I suppressed a squeal when I opened Copy 1 of Edward Le Roy Rice’s Monarchs of Minstrelsy (1911). The book is a 350-page early history of minstrel shows, the ubiquitous nineteenth-century pop culture phenomenon which combined song, dance, and comic sketches based on racist stereotypes. The Albert and Shirley Small Special Collections Library holds two annotated copies of Monarchs of Minstrelsy. Although I had examined a digitized copy on Google Books a few months before coming to Charlottesville, I figured the annotations might be worth a glance.
Imagine my surprise when I surveyed the extent of the annotations—the books resembled scrapbooks. Newspaper clippings about minstrel performers were crammed into any available white space. Many of these newspaper stories were new to me, even though I had examined minstrelsy-related articles in digitized nineteenth-century newspaper databases. Many newspapers have not yet been digitized, and may never be.
One clipping told the story of Charlie Bensel, a minstrel performer who was shipwrecked in Peru en route to California during the Gold Rush. Finally arriving in San Francisco with only his banjo, Bensel exchanged music for food until he found a job in the mines. Later, Bensel started a minstrel company that toured China. Another clipping about the minstrel William Blakeney reported that he performed in Australia, India, Japan, the South Seas, and England during the 1870s. These kinds of stories helped my quest to track down the international routes of traveling minstrel performers for a chapter in my dissertation, Hemispheric Minstrelsies: Race, Nation, and Empire in Nineteenth-Century Performance.
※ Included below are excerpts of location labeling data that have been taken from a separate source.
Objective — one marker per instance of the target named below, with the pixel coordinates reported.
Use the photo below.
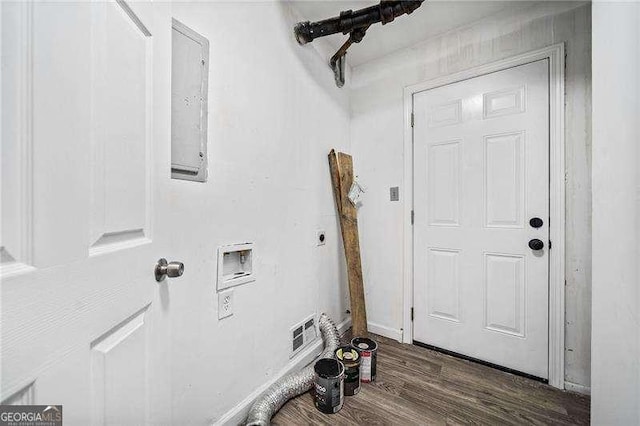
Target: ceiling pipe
(354, 23)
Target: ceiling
(431, 19)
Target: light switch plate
(394, 193)
(225, 303)
(321, 237)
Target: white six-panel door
(85, 155)
(481, 173)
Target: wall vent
(302, 334)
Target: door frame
(556, 56)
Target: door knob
(536, 244)
(170, 269)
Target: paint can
(329, 385)
(350, 358)
(368, 355)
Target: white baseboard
(574, 387)
(238, 413)
(391, 333)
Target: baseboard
(238, 413)
(391, 333)
(574, 387)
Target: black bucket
(368, 356)
(350, 358)
(329, 385)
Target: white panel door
(85, 113)
(481, 173)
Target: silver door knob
(170, 269)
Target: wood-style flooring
(417, 386)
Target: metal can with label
(368, 356)
(350, 358)
(329, 385)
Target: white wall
(274, 114)
(377, 144)
(615, 373)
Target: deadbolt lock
(168, 269)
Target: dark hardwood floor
(420, 386)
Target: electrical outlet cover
(225, 303)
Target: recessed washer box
(235, 265)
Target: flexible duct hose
(293, 384)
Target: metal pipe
(349, 20)
(293, 384)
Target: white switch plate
(225, 303)
(321, 237)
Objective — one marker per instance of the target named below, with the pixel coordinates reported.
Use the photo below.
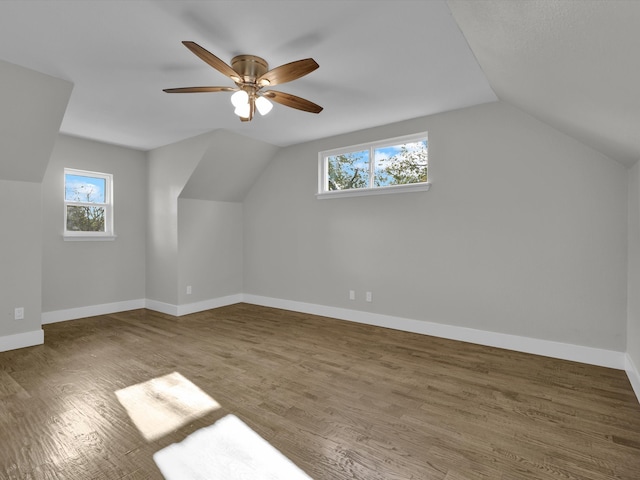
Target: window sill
(89, 238)
(361, 192)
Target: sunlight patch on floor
(230, 450)
(164, 404)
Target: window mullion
(372, 168)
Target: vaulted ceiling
(570, 63)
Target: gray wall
(32, 107)
(86, 273)
(210, 249)
(633, 328)
(20, 256)
(169, 168)
(523, 232)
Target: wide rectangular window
(397, 164)
(88, 205)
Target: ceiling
(380, 62)
(570, 63)
(573, 64)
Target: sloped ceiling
(32, 106)
(572, 64)
(380, 62)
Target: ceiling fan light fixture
(243, 111)
(263, 105)
(240, 99)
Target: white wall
(79, 274)
(633, 295)
(524, 232)
(210, 249)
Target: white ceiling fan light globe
(243, 110)
(263, 105)
(240, 99)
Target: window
(388, 166)
(88, 205)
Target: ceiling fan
(251, 74)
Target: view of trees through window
(392, 165)
(85, 199)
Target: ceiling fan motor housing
(249, 67)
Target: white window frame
(108, 233)
(323, 170)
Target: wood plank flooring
(339, 399)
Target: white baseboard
(21, 340)
(547, 348)
(91, 311)
(166, 308)
(634, 375)
(208, 304)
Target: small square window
(88, 205)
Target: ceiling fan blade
(293, 101)
(288, 72)
(199, 89)
(212, 60)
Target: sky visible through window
(80, 188)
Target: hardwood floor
(341, 400)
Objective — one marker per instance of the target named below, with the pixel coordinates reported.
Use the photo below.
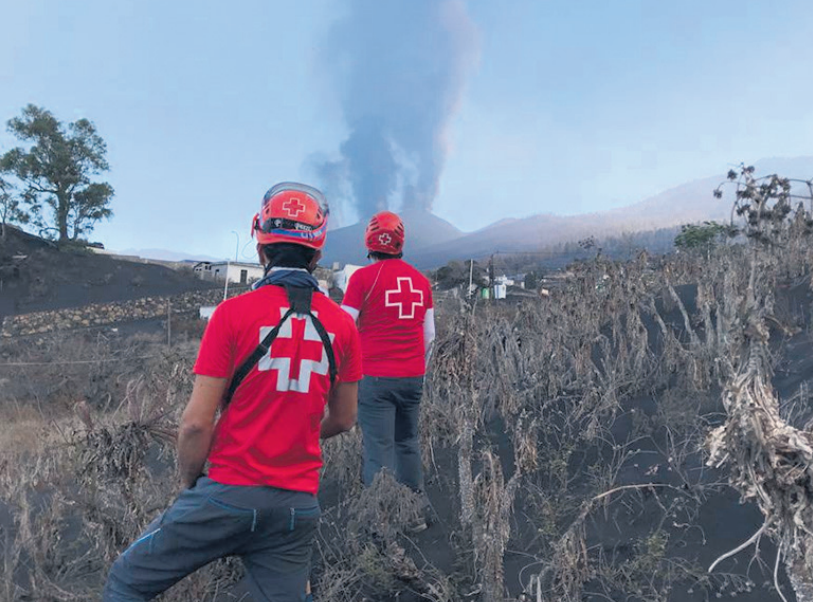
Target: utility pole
(236, 246)
(226, 285)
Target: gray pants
(270, 529)
(388, 416)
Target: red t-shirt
(269, 434)
(392, 298)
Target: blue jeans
(388, 416)
(270, 529)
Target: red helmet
(293, 213)
(385, 233)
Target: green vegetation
(700, 236)
(49, 181)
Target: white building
(236, 271)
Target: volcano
(423, 230)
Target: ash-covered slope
(37, 276)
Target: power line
(98, 361)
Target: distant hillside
(35, 276)
(423, 229)
(687, 203)
(168, 255)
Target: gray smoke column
(399, 68)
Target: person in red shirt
(258, 500)
(392, 304)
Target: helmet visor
(312, 192)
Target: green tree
(704, 236)
(11, 208)
(56, 171)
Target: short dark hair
(289, 255)
(379, 255)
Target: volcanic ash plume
(399, 68)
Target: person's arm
(197, 427)
(342, 408)
(428, 333)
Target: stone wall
(100, 314)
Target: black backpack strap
(300, 301)
(251, 361)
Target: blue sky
(569, 107)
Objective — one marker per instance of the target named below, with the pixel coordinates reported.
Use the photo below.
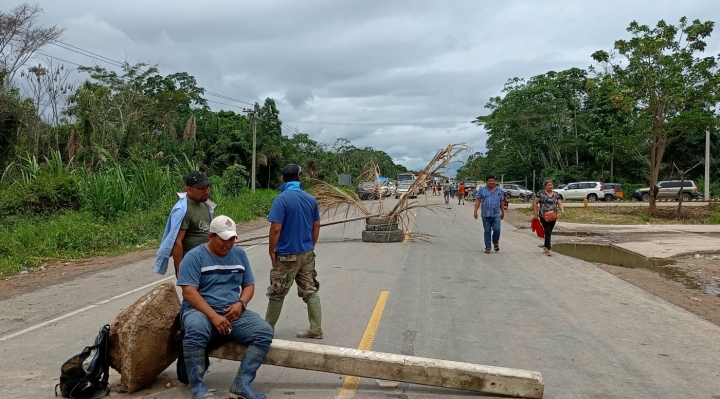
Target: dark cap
(197, 179)
(292, 170)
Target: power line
(379, 123)
(90, 52)
(106, 60)
(59, 59)
(228, 98)
(229, 105)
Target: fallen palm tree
(392, 225)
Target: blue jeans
(491, 224)
(248, 329)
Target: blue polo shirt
(217, 278)
(297, 211)
(490, 201)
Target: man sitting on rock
(217, 284)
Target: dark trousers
(547, 226)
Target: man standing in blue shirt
(217, 284)
(490, 198)
(294, 231)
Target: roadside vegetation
(638, 115)
(637, 215)
(92, 167)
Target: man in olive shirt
(195, 226)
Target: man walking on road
(446, 191)
(188, 223)
(461, 193)
(490, 198)
(294, 231)
(217, 284)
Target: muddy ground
(68, 270)
(692, 282)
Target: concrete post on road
(391, 367)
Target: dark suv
(669, 190)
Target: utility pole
(707, 164)
(707, 161)
(533, 181)
(253, 113)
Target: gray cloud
(427, 66)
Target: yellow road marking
(351, 383)
(408, 231)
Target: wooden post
(386, 366)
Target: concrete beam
(386, 366)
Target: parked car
(516, 190)
(613, 191)
(404, 187)
(592, 190)
(669, 189)
(470, 182)
(368, 191)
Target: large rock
(143, 337)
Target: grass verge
(638, 215)
(31, 241)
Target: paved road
(580, 204)
(591, 334)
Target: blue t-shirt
(218, 278)
(491, 200)
(296, 210)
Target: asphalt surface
(589, 333)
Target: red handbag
(550, 216)
(536, 226)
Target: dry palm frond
(331, 198)
(418, 236)
(442, 160)
(190, 129)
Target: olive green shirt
(196, 224)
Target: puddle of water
(616, 256)
(711, 288)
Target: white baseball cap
(224, 227)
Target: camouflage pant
(300, 268)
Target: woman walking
(545, 207)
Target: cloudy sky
(403, 76)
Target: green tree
(660, 81)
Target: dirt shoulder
(692, 282)
(64, 271)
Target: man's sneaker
(310, 334)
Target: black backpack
(85, 376)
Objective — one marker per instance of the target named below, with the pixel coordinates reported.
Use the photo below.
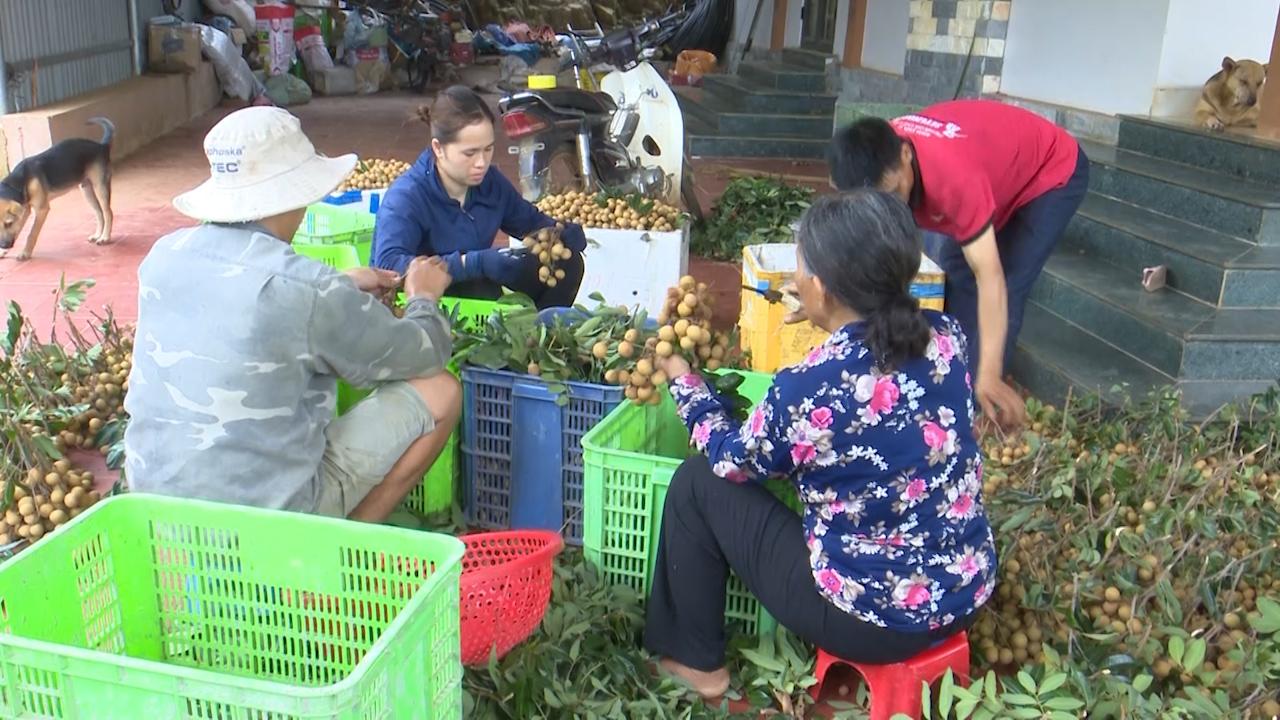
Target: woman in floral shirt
(894, 552)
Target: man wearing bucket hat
(240, 343)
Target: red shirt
(981, 160)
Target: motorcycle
(624, 133)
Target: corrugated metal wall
(56, 49)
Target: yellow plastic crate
(929, 286)
(772, 342)
(776, 345)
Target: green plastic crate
(338, 224)
(147, 606)
(437, 490)
(337, 256)
(629, 459)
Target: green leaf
(48, 447)
(72, 296)
(1019, 698)
(946, 693)
(14, 332)
(1196, 654)
(1176, 650)
(551, 698)
(764, 661)
(1052, 683)
(1269, 620)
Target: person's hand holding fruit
(426, 277)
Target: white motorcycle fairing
(662, 126)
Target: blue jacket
(416, 217)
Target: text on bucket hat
(261, 164)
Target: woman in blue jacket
(453, 201)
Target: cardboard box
(173, 48)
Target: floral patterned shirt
(886, 465)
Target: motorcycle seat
(574, 99)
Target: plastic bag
(288, 90)
(371, 69)
(275, 37)
(233, 72)
(238, 10)
(311, 49)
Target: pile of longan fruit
(374, 173)
(103, 392)
(685, 329)
(46, 500)
(551, 250)
(615, 213)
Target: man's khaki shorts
(364, 445)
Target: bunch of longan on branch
(551, 250)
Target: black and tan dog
(37, 180)
(1233, 96)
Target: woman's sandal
(709, 686)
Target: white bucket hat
(261, 164)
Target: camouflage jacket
(240, 343)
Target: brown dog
(1232, 96)
(37, 180)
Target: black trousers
(560, 296)
(711, 525)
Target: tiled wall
(940, 37)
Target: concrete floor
(145, 183)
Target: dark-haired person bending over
(894, 552)
(453, 201)
(1002, 183)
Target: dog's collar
(16, 192)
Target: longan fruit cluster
(551, 250)
(615, 213)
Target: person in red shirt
(1001, 183)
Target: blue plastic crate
(522, 451)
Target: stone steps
(746, 98)
(1235, 206)
(767, 110)
(1169, 331)
(1211, 267)
(704, 141)
(1219, 151)
(780, 76)
(1206, 206)
(725, 119)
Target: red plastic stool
(896, 688)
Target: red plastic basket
(506, 587)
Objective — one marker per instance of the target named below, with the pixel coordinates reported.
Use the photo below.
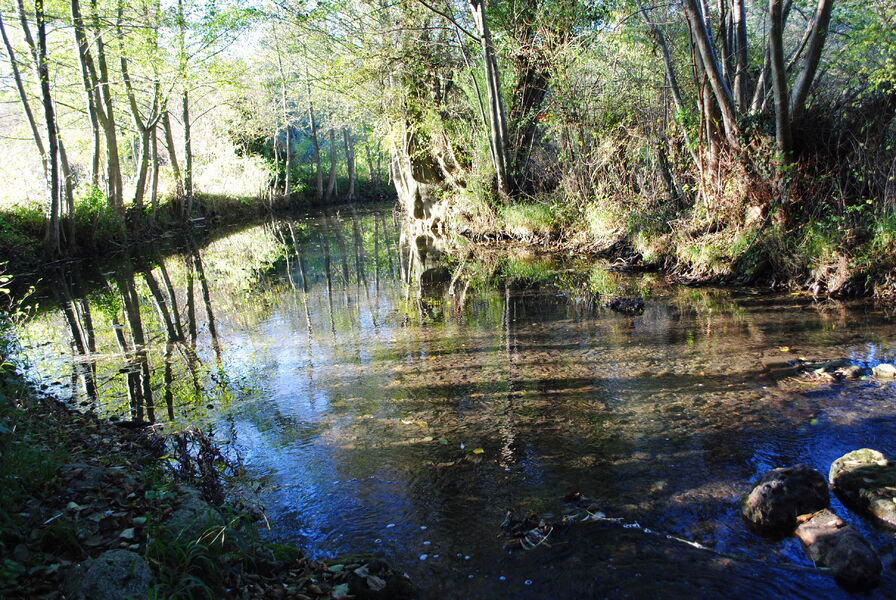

In addition to pasted-in newspaper clippings, these copies of Monarchs of Minstrelsy were peppered with penciled notes supplementing the book’s biographies of minstrel performers. The book’s unidentified owner visited the graves of many of these minstrels to fact-check Rice’s biographies. For instance, a note on page 15 in Copy 2 edits the famous performer Frank Brower’s birthday—according to his tombstone, he was born November 30th, not November 20th.
Sometimes, these marginal notes describe the condition of the gravesites, noting whether they were well-kept or neglected and overgrown. In cases where visits were impractical, the book’s owner corresponded with cemetery managers via mail and inserted the correspondence in one of the copies of the book. One letter from 1913 confirms the location of Charles Backus’ grave in Rochester, NY; another letter from 1915 confirms the burial of Harry (Henry) B. Macarthy in San Francisco. Copy 1 even includes a letter from the American Consul in Moscow about the performer Charley Sutton Leman’s burial.
The scrapbooked clippings and penciled annotations provided many minute details that will enrich my dissertation research, and as a whole the two books pushed me to speculate about how history is made. The book’s owner did not just passively read these accounts but engaged in fact-checking and revision, creating a personalized historical record. The marked up copies of Monarchs of Minstrelsy preserve a snapshot of a messy, contested history in progress. Plus, these scrapbooked copies reminded me of the importance of consulting physical texts in addition to electronic resources. Yes, a digitized copy allowed me to prime my research from home, but the Small Special Collections Library’s two idiosyncratic copies offered unique information, while also illuminating how just one reader repurposed a book according to his or her own objective.